The Last Exotic Petting Zoo is Jessica Tyner's debut poetry anthology comprised of twelve years of writing. A series of epochs, the reader is led down a spectrum of fragments in time saturated with loss, love and hope. Spanning several countries and facets of relationships, Jessica delves into the underbelly of familial strife and awakenings from a childhood with bi-racial parents to the loss of her father. Featuring glimpses into the reality of the relationship with the self, from infatuation to despite, key pieces dig in deep to the most incestuous relationship everyone has. Each piece segues seamlessly to the next, a love story told piece by piece until they become one unstoppable force-just as such stories are meant to be and always have been.
AUTHOR
Jessica Tyner, born and raised in Oregon is a member of the Cherokee Nation, a Pushcart Prize nominee and a graduate of the Ooligan Press program. Ms. Tyner received her master's degree in Writing from Portland State University, having completed the second year of the program, as an intern with the Fulbright Commission in London, England. An extensive traveler, she has lived in England, South Korea and Costa Rica and has had her poetry published around the world.
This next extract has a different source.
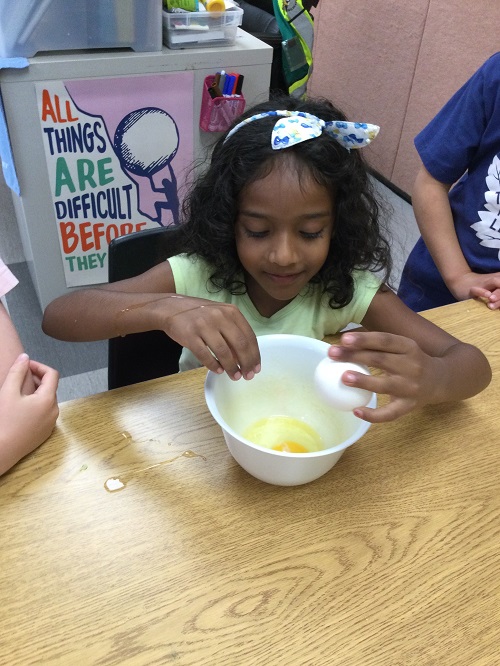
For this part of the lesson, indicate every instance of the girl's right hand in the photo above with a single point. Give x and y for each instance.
(26, 420)
(478, 285)
(216, 333)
She's the founder of The Jessica Tyner Scholarship Fund, an annual gift for graduate students with a Native American connection who are pursuing an advanced degree in writing or a related field.
BOOK EXCERPT
PASSING
I was twelve before I realized my father wasn't white,
until then I thought nothing
of his clay colored skin, eyes dripping
like honey or ropes of black licorice hair
snaking alive and furious down his back.
My breasts sprung early, hips splayed
wide as an overeager invitation
with bones pushing unforgiving
against my own skin, pale and quiet
as the illness. You took me to Radio Shack,
your syrupy southern drawl wrapping like a shy gift
around the simple words,
My wife put something on hold,
and the young clerk, not a decade older than me,
looked at both of us with blatant disgust,
loathing and a shot of envy
even I could sniff out, like a dog
or a wild thing.
Is this your wife? he asked, and my chest
was in a painful awakening of an instant
freakishly large, my hips
unable to slam shut, and you
too stunned to be ashamed or angered just whispered,
That's my daughter before walking out, the snakes gone still,
but for the years I'm too sorry to take back,
the years until the cancer sucked you dry,
I felt it for both of us,
felt it in my thighs built like a horse
and my lips too ripe for a child,
in every year after labor heavy year
I refused to be seen with you, I'm so sorry
that I saw you gut punched and ugly as a man.